What are the Changes?

The proposed study would take effect this coming year (2024) and would run through 2027.  Once the study is complete, the DWR would assess the success of the study to see if it should be implemented in other units.

The changes that were posted on the DWR website are as follows:

  • Antler point restrictions: An antler restriction of four points or better on at least one side — not including the eyeguards — would be implemented on the Pine Valley hunting unit. The study would assess whether the restrictions effectively protect younger buck deer in that area.
  • Shortened season dates: Shorter buck deer hunting seasons would be implemented on the Beaver and Southwest Desert hunting units, including a two-week archery hunt, a five-day muzzleloader hunt and a five day any-legal-weapon hunt. The study would assess whether shorter seasons affect buck deer harvest in that area.
  • Weapon restrictions: Recently approved weapon restrictions will be implemented for all deer hunts on the Mt. Dutton hunting unit. The study would evaluate whether the weapon restrictions affect buck deer harvest in this area.
  • All three hunt strategies: Antler restrictions, shortened season dates and restricted weapons would all be implemented on the Boulder/Kaiparowits hunting unit.

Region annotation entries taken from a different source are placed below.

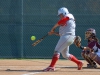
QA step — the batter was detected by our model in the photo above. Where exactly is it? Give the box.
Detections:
[43,7,83,71]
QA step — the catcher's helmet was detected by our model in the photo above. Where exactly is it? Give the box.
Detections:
[58,7,69,16]
[85,28,96,39]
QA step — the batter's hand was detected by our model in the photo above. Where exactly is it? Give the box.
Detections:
[74,36,81,47]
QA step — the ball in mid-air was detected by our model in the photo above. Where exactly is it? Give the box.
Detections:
[31,36,36,41]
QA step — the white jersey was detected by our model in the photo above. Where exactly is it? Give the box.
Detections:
[59,14,76,35]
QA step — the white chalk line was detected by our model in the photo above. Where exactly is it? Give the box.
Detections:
[22,72,42,75]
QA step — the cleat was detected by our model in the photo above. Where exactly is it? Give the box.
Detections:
[43,67,55,72]
[78,62,83,70]
[87,64,97,68]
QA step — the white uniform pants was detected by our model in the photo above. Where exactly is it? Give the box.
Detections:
[55,34,75,59]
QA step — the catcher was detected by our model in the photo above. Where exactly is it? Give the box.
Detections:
[74,28,100,68]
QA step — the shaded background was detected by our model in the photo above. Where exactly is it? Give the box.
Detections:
[0,0,100,59]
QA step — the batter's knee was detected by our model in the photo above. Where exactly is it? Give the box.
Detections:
[90,53,100,65]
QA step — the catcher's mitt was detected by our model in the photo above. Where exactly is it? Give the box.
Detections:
[74,36,81,47]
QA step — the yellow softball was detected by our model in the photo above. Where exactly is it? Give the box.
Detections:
[31,36,36,41]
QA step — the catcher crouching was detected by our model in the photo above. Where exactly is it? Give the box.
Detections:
[74,28,100,68]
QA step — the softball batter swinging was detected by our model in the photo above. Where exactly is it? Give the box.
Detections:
[43,7,83,71]
[80,28,100,68]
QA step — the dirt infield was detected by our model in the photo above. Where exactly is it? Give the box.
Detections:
[0,59,100,75]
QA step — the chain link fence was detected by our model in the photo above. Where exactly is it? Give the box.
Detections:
[0,0,100,59]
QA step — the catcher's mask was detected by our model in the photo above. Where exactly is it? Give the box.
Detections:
[85,28,96,39]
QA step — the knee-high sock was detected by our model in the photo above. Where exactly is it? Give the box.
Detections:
[49,54,60,67]
[69,54,80,65]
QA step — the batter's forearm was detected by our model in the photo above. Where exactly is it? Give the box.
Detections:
[51,24,59,32]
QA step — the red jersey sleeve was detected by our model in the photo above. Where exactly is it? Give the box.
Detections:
[58,17,69,26]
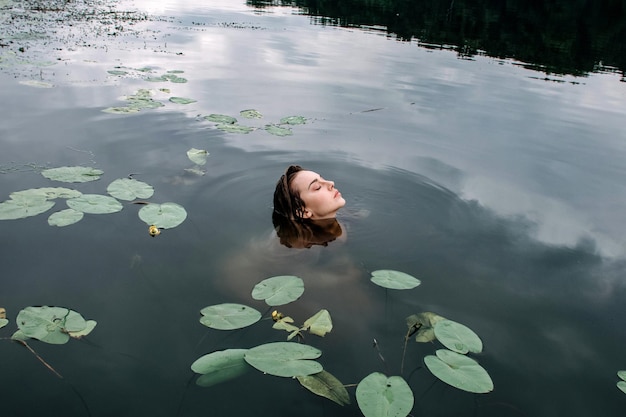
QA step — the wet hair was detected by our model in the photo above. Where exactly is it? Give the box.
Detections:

“Although many of these hunt strategies were tried in Utah in previous decades, we’re still receiving continual public feedback and requests to implement them. Additionally, we wanted to try these changes again because hunting has changed a lot in the last 40 years in Utah. Fewer deer permits are offered now, and hunting technology has improved. We also have more strategic unit-specific management and have better technology to track deer populations. So we wanted to test some new strategies to try and provide more hunting opportunities.”

Recommended Changes to Muzzleloader and Archery Hunts

Another major change is the recommend changes with muzzleloaders.  Over the past 5-10 years, muzzleloader technology has changed drastically.  Muzzleloaders are now able to easily shoot 500+ yards.  And with the addition of high powered scopes with turrets, making those shots are even easier.

Because of the changes above, the DWR is proposing the following changes to the muzzleloader seasons:

  • Removing the length restrictions on arrows and bolts for airgun, archery and crossbow hunting in Utah.
  • Prohibiting the use of scopes on muzzleloaders for all muzzleloader hunts. This restriction would apply to all big game muzzleloader hunts, including general-season, limited-entry, management, and handgun-archery-muzzleloader-shotgun-straight-walled rifle hunts. Scopes would still be allowed on muzzleloaders during any-legal-weapon hunts, and visual-impairment certificates of registration for scopes would still be allowed. Otherwise, only open sights or peep sights would be allowed on muzzleloaders in those hunts.

RAC Meetings

All of the RAC meetings have been completed with these proposals.  Many were met with confrontation, arguing, and disagreements.  However, most had great conversation with many good talking points either for or against the items above.  The southern RAC voted to push the proposal for the first four changes to the mule deer committee.  They did; however, accept the archer and muzzleloader changes.

Now that the RAC boards have voted, these proposals will go back to the wildlife board for final decisions.  Utah residents and hunters will wait anxiously for the results of these decisions and how they’ll impact hunting in Utah going forward.